Posada was born in San Antonio in 1954, the same year orchestra
leader Isidro Lopez integrated accordions into his ensemble
in Alice, Texas, an historic event in the birth of what
is now called Tejano music. Raised in the predominantly
Hispanic West Side, he began playing the sax at age 12.
His parents weren't musicians, but his mother forced him
to study music to keep him away from friends she disapproved
of. He worked his way up through talent shows, neighborhood
groups and the like, finally getting stints with well-known
local groups Rudy Tee and the Reno-Bops and Zapata. In 1973,
during what author Ramiro Burr calls Tejano's Golden Age,
he graduated to the Royal Jesters, a premier Onda Chicana
act of the day. He helped out with musical arrangements
in addition to playing sax.
Posada joined ex-Jester David Marez in his band People
in 1977, doing occasional lead vocals, leading rehearsals
and collecting money after gigs. Feeling he had the maturity
to set out on his own, he left the group in 1979. He formed
his own band, Quinto Sol, in 1982, naming it for the fifth
sun in the Aztec calendar. He and Quinto Sol signed with
Cara Records in 1982 and recorded five albums for the
label during the '80s, often cutting brassy rancheras
written by Johnny Perez or Joe Revelez. He punctuated
his songs with sax solos ranging from cool to fiery depending
on the situation, and applied his powerful, if not always
subtle, baritone to romantic lyrics. His music remained
on the progressive side of Tejano, preferring wind instruments
to accordion.
Posada had begun composing in the mid-'70s, but he guarded
his songs, unwilling to give control of publishing to
Cara president Bob Grever. But on January 1, 1990, Capitol/EMI
purchased Cara, and the new executives let him control
his own publishing. Posada didn't record his songs immediately,
relying on tunes by Humberto Ramon and Revelez for his
1991 CD Playin' It with Style, which featured the ranchera
"Valiente" ("Valiant"), a big hit
with a sing-along chorus that foreshadowed Tejano/jazz
fusion efforts to come.

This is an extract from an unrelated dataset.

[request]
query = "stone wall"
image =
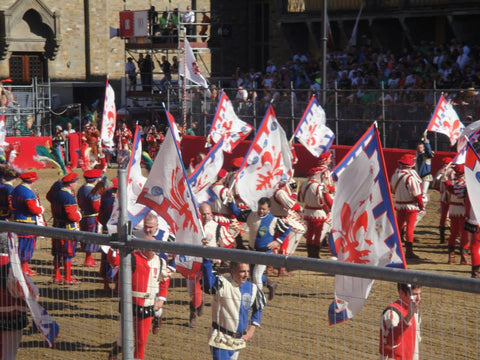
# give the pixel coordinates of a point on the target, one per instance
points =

He truly came into his own as
a composer on 1993's Breakaway, for which he wrote all
the songs. He went the extra mile for his listeners, recording
a salsa track, a sax instrumental, and the jazz-soul title
track. But it was his 1994 release Canción para
Mi Padre (Song for My Father) that found him integrating
jazz and polka seamlessly, putting him light-years ahead
of the formulaic cookie-cutter bands. The 1996 release
J Posada is a bit misleading — only his son, Gen-Xer
Joe Jr., is pictured on the cover, but the elder Posada
sings lead on eight of the ten tracks.
The late '90s found Joe Sr. pursuing a music degree in
San Antonio and doing an increasing number of jazz gigs
on his own and with Small World and Los Jazz Vatos.